Apple Inc. is inching closer to unveiling its much touted driver less cars. At least that what The Guardian suggests. Mark Harris reports that a few tech giant execs met with officials of California’s department of motor vehicles (DMV) to discuss plans for an “autonomous vehicle.”
A team led by senior legal counsel at Apple Mike Maletic had an hour-long meeting with the department’s self-driving car experts on August 17. DMV Deputy Director Bernard Soriano was present, so was Stephanie Dougherty, chief of strategic planning. Interestingly, both are co-sponsors of the California autonomous vehicle regulation project.
Something is Cooking Behind the Scenes
California’s DMV did not comment much on what transpired at the August meet. “The Apple meeting was to review [the] DMV’s autonomous vehicle regulations.”
The department is working on regulations that will eventually oversee the public deployment and operation of driver-less vehicles. Manufacturers must meet these rules to certify that their self-driving vehicles have undergone successful testing, meet safety requirements, and are ready to operate on public roads.
California’s DMV regulations are widely expected to influence national policy in the future.
“The regulations that get developed in California could be utilized by National Highway Traffic Safety Administration when it is in a position to develop federal regulations,” Soriano said at an industry gathering last week.
Apple Driver-less Cars ready to Hit the Road
The Guardian last month broke a story that said that Apple Inc. was looking to book a secure car testing site in California for its vehicle, code named Project Titan. That site must have been GoMentum Station. The abandoned military base near San Francisco has miles of empty streets to road test its driver less cars.

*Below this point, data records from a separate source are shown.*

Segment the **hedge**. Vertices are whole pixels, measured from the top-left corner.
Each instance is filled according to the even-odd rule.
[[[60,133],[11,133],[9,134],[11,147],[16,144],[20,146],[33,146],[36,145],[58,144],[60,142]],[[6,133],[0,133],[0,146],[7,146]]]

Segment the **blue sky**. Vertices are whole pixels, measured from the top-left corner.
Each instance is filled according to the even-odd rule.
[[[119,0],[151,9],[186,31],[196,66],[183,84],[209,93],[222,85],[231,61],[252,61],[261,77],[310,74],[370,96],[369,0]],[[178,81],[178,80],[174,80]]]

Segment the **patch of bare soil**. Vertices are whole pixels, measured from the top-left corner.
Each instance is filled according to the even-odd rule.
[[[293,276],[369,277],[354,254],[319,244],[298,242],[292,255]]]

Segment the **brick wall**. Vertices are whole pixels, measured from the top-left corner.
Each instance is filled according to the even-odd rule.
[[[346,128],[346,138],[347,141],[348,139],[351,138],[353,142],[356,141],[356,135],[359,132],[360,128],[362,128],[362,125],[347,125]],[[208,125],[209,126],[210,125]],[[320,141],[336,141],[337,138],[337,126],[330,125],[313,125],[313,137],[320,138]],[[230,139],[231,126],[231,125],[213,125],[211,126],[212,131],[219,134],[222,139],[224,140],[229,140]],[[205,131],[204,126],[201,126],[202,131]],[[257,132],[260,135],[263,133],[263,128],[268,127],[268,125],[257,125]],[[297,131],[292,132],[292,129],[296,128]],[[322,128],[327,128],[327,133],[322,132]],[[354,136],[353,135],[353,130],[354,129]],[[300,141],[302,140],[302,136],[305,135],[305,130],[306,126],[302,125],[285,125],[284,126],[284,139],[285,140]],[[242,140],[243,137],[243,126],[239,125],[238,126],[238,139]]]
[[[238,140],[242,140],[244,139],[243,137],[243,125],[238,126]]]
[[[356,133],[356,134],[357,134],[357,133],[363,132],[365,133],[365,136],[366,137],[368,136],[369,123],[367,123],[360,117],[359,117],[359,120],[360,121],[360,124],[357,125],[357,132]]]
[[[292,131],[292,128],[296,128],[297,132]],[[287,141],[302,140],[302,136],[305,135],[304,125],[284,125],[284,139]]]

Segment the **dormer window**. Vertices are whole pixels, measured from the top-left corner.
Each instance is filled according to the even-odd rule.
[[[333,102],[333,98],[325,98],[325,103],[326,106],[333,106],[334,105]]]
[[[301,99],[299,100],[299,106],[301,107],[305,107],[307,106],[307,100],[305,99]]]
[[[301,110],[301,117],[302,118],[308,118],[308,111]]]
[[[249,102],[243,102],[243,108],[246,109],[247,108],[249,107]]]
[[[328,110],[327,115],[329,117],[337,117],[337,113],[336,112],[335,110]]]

The news that Apple has already approached the DMV suggests that its self-driving vehicle is ready for public viewing. The latest Guardian report further disclosed that Apple has already appointed an engineering program manager for Project Titan. Typically, EPMs arrive at any Apple project only once the product under development is ready to leave the lab.
The main responsibility of the people at helm of California DMV’s self-driving vehicles project is to administer a vehicle testing program. As of date, 10 firms have been issued permits for about 80 vehicles, involving more than 300 test drivers.
If the report is to be believed and Apple Inc. did seek a testing permit for its Project Titan car, it will have to let go of its famed preference for secrecy. A manufacturer applying for a permit has to provide details about the make and model of cars they wish to test, in addition to its features and capabilities.
Apple Inc. declined to comment on The Guardian story.